There is a distinctive sheen given to the bodies that you paint, in reference to the smooth surface of porcelain. How and why did you first begin to incorporate these material qualities into your work?
I started using porcelain as a surrogate for the body—specifically the female body—a few years ago after painting a porcelain sink. It had an anthropomorphic quality. As a substitute it felt more powerful and offered a space for subjectivity that an actual body didn’t necessarily provide. The etymology of porcelain stems from pork, from the visual similarity between the opening of a cowrie shell and the exposed genitalia of a female swine. The word’s origins have also been likened to the sound created by the boorish whistle after a beautiful girl—it is a feminized material and I wanted to critically incorporate its language into the canon of figuration. I was also interested in pushing sensuality to the point of absurdity, turning it into something very perverted.
Why are these bodies frequently tangled, distorted or bent double?
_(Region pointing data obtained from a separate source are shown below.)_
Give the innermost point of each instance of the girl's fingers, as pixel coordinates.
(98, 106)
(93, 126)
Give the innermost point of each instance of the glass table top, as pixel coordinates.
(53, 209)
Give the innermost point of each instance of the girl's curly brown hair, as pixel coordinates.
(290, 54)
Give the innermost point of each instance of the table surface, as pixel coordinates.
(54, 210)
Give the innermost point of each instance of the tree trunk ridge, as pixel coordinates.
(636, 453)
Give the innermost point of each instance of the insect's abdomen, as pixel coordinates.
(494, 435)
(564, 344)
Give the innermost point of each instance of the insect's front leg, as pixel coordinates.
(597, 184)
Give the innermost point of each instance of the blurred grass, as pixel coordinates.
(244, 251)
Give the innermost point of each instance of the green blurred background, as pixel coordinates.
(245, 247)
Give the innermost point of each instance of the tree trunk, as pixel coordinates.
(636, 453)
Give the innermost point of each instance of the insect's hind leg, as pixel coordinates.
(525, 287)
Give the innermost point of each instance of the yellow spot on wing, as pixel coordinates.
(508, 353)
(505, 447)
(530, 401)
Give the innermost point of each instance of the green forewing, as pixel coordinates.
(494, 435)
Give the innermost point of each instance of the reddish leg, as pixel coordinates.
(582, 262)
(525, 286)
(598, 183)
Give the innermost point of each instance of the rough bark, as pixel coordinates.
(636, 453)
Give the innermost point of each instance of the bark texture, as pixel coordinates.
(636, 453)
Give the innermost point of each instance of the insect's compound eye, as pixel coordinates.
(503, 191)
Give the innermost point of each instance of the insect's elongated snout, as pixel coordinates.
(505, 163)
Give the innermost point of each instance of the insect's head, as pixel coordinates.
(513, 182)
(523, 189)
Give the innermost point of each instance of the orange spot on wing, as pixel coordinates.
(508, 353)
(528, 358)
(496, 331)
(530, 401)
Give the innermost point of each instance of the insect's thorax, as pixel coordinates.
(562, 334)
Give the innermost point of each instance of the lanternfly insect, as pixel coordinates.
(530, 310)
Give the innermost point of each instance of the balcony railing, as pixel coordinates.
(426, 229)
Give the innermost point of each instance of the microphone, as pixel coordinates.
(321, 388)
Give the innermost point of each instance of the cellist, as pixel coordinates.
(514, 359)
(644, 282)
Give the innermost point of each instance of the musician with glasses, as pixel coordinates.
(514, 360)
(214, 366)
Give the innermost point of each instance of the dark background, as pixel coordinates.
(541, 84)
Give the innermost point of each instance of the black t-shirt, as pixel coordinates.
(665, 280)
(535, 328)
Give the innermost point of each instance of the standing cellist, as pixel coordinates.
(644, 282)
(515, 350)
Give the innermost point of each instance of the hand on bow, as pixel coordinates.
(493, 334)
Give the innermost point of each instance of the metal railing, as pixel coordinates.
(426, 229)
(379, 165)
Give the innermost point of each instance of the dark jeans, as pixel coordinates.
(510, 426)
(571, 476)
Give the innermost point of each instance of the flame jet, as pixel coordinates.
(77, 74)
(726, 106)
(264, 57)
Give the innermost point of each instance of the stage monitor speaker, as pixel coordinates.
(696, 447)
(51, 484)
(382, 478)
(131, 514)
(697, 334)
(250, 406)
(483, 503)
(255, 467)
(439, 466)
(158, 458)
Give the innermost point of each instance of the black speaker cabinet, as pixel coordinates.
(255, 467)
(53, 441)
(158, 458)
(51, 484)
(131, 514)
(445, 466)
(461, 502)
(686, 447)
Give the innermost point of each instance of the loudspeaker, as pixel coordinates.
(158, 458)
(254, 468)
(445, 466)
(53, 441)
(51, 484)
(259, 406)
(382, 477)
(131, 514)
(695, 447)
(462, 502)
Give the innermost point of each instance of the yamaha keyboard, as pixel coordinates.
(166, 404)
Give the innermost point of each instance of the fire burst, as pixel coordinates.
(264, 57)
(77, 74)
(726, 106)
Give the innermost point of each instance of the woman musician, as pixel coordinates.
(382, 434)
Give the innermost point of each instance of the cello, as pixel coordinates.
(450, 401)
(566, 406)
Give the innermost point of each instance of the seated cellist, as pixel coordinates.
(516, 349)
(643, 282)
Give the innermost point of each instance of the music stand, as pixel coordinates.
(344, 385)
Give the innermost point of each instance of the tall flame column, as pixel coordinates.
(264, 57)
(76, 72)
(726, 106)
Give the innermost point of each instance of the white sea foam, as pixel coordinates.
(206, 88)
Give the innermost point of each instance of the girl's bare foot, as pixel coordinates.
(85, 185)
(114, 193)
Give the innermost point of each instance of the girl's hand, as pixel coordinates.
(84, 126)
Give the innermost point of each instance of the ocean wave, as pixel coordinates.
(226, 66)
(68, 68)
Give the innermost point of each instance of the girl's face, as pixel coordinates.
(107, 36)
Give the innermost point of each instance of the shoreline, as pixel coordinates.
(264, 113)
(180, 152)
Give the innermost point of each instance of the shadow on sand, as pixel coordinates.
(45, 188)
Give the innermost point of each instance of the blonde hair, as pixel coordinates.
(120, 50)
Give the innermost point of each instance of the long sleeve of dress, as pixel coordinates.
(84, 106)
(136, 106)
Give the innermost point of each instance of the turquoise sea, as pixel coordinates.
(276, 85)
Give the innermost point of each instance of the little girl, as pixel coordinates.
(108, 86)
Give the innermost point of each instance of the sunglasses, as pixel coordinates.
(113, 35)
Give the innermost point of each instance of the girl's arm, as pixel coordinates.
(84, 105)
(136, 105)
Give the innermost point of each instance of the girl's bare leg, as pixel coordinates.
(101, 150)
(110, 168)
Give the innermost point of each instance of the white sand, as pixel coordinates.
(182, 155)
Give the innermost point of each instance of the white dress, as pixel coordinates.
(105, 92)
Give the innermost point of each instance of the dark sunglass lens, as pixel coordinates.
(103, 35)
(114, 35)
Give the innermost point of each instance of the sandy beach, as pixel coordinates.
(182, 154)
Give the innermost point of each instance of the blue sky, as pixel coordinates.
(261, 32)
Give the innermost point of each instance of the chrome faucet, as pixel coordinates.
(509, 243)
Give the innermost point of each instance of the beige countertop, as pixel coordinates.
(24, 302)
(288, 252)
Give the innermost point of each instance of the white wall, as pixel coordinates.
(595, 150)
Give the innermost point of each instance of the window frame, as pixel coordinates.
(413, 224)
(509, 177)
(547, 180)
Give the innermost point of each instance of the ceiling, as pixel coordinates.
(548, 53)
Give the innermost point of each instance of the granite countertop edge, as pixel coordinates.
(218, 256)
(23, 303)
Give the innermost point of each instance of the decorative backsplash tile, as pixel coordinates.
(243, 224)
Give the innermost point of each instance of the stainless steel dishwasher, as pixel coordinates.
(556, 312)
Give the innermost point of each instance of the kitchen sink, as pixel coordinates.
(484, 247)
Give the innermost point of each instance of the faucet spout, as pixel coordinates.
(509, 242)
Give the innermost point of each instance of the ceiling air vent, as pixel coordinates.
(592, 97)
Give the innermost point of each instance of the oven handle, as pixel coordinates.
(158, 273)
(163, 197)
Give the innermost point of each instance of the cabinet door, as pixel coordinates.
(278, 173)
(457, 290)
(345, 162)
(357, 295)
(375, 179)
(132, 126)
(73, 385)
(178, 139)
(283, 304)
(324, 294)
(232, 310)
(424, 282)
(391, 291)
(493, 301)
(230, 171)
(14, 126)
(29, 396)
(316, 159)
I am searching for ways to pictorially structure female desire, an endeavour that almost always coincides with an internalized male gaze—so there is rarely a singular sense of a body or self in the paintings. There is distortion, mirroring and, as much as the bodies appear lost in erotic acts, there is an awareness that they perform for the viewer as well.
But beyond these politics I look for an intuitive rhythm or cadence in the composition that is in service of the picture, and not contingent on a faithful likeness of a body, which results in distortion. The paintings fail if they forgo sensation for the boredom of conveyance. I want them to reach a state where they can be interpreted but not explained.
What is your process of painting? Do you work from sketches and photographs or more instinctively with your materials directly on the canvas?
I’ll often work from very rudimentary sketches that focus on something simple: a crease where a body part touches itself, or the place where two bodies make contact. That erotically-charged moment becomes the central axis from which the rest of the painting develops. From there I work with materials and let the painting respond to itself. I keep it wet for as long as possible so it’s often about moving paint from one part of the surface to another, rather than a process of addition.
“I work with materials and let the painting respond to itself. I keep it wet for as long as possible”
There is a dark humour that runs through your work, seen particularly on your Instagram feed, where you juxtapose isolated body parts with unexpected everyday items, from stick-on nails to a fried egg. The results are quite uncanny. Where do these curious assemblages come from, and how do they feed into your attitude to your paintings?
I suppose both of them share a desire to substitute inward uncertainties for outward appearances. Both of them blur the boundaries between animate and inanimate, but Instagram is a good place to execute bad ideas or one-liners that don’t seem well-suited for painting but that keep the train of thought rolling anyway.
Who are some of the artists or broader art historical movements that have influenced you, and how do you approach incorporating this type of research into your paintings?
For some time I was interested in the Romantic canon and its artists, who—in the midst of revolution—conceptualized violent spectacle as an engine of self-understanding and renewal. I explore that sentiment from a feminist perspective and appropriate visual motifs of different canons to redirect a critique toward the uncanny and erotic characteristics that constitute historical representations of women. I’m an audience for whom these paintings were not intended but I experience them as if for the first time, so they are very much contemporary paintings to me. I don’t think about things canonically or vertically, more so horizontal or circular. I’m interested in atemporality.
Animals occasionally appear in your paintings. What role do they play in your work?
I love their accessibility, and the ease with which we project our subjectivity on them. They don’t occupy time inside a painting the way people do. I often choose animals that are inbred or engineered; they are sexual or symbolic surrogates but they also encourage familiarity, empathy and love.